On meeting at the zoo, our group gathered in the Education Room to listen to a talk from Tracy Dove, who leads the Education Department. Tracy gave us a brief history of the zoo, which has existed on this site since the 1950s. It is very interesting to hear how zoos have changed the kind of work they do in recent years, with a much greater emphasis these days on conservation and education. The IW Zoo is involved in three main areas of conservation work – with tigers in Southern India, the prevention of deforestation for wildlife in Madagascar, and with habitat protection for our own Reddish Buff Moth that lives here on the Isle of Wight. The Reddish Buff Moth is a protected species that is found nowhere else in Britain, except in one small (closely kept secret) location on the Isle of Wight. The IW Zoo is working with the Hampshire and IW Wildlife Trust to survey the area twice a year for the Reddish Buff Moth to monitor the population.
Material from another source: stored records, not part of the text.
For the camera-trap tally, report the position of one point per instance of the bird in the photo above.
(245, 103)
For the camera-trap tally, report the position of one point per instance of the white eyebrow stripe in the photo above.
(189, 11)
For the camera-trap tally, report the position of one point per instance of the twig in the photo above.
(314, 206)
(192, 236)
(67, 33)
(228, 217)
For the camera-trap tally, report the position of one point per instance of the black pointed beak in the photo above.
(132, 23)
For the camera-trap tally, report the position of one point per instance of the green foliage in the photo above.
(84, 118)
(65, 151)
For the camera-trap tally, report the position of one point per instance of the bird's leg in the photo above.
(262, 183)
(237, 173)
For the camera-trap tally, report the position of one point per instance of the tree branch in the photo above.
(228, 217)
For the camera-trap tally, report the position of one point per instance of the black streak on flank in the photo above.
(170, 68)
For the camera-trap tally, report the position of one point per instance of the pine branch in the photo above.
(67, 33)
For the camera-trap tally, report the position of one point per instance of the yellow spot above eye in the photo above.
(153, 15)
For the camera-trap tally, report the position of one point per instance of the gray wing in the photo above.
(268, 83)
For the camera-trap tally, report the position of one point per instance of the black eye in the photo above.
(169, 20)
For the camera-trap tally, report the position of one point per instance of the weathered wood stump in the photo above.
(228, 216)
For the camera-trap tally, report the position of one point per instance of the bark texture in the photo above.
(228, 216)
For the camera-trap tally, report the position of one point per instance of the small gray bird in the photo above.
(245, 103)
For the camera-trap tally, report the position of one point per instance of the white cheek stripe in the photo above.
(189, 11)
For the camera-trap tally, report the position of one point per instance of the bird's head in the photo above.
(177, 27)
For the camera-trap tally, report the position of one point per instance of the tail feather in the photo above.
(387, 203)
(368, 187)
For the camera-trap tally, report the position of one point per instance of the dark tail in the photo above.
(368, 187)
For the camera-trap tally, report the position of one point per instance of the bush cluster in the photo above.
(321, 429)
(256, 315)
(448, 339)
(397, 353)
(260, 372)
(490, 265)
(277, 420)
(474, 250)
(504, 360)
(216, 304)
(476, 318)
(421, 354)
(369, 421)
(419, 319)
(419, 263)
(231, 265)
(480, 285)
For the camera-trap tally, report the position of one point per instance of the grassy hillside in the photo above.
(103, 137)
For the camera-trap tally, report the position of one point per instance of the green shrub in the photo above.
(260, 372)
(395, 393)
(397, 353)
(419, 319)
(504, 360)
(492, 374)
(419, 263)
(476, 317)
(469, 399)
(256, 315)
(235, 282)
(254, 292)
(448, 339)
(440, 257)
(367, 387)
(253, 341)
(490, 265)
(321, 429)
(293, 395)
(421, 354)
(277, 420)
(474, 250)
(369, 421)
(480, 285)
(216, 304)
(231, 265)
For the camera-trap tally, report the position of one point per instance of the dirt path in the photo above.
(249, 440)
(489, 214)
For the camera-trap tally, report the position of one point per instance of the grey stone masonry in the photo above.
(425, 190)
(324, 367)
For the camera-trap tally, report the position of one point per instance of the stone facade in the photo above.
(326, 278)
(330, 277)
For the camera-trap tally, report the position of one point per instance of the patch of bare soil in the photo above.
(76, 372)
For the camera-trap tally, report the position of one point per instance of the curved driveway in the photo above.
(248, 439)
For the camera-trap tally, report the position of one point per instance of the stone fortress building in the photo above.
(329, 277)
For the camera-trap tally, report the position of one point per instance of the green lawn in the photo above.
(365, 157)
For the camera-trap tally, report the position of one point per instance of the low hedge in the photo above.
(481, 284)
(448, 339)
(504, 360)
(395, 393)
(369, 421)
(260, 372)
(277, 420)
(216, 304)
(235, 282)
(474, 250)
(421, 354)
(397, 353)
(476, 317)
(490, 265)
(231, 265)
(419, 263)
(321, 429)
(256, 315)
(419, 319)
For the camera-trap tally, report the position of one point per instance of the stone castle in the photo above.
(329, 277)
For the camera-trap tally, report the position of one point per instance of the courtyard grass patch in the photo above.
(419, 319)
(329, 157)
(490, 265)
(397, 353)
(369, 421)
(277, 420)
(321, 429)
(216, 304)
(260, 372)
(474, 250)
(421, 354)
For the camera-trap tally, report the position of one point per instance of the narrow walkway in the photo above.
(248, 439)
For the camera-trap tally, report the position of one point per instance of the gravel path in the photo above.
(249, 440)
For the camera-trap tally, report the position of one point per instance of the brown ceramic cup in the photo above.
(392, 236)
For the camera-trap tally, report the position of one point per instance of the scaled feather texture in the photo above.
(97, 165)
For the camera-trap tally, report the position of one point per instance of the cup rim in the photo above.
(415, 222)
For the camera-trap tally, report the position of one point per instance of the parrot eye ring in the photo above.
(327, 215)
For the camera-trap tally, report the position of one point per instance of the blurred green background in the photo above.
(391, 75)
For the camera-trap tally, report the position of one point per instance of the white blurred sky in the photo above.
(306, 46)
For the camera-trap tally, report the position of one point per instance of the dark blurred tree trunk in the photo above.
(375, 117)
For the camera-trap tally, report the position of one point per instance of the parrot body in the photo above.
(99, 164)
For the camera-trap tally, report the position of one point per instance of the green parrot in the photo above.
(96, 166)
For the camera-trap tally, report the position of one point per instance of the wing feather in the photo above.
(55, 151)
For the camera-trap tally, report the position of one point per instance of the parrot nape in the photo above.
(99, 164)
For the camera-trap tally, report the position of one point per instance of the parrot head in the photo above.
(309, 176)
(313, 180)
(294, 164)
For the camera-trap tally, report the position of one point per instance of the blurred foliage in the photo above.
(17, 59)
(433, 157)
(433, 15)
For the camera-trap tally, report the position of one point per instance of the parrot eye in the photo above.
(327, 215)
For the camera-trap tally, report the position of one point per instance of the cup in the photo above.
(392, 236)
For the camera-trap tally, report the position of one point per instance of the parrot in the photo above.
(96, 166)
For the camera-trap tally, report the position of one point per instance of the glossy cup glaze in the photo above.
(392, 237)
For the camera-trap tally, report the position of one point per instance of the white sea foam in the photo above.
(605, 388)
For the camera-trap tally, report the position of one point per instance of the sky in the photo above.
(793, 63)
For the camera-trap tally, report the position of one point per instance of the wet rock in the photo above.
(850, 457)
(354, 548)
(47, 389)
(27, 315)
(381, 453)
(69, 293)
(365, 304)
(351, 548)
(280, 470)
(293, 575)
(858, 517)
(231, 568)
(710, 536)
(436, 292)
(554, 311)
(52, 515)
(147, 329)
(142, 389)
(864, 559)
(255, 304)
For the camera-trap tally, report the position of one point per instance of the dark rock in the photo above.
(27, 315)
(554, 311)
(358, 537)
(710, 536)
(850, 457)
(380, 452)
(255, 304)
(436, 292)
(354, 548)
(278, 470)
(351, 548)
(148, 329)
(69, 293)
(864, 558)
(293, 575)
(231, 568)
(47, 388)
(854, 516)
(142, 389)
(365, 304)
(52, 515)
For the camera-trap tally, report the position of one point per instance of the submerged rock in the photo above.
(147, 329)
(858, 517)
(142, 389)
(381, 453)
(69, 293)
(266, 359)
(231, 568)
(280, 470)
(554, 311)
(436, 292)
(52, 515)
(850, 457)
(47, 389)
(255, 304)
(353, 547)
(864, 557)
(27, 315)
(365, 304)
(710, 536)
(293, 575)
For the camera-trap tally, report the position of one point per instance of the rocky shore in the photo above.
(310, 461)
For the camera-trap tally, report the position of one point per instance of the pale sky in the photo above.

Following the talk, the group had the opportunity to explore the rest of the zoo at their own pace; we met some of the keepers who were very knowledgeable about the animals, and happy to answer questions. Surprisingly, despite the cold weather, the animals are often more active at this time of year than in the summer, so it is a very good time to visit the zoo. Although all the animals we saw were very interesting, we all fell in love with the cute and friendly-looking lemurs from Madagascar, and were awestruck by the beauty and size of the majestic big cats.
The zoo is housed in a historic Palmerston Fort, which was also used during the Second World War as a pumping station for the PLUTO project, which provided vital fuel to allied troops in Europe after the D-Day landings. There is a small but informative PLUTO exhibition housed in one of the arches of the Palmerston Fort.
After the trip around the zoo, we warmed up at the next door Brown’s Café for a sociable lunch. Just in time too, as the rain only started as we took shelter in the dry.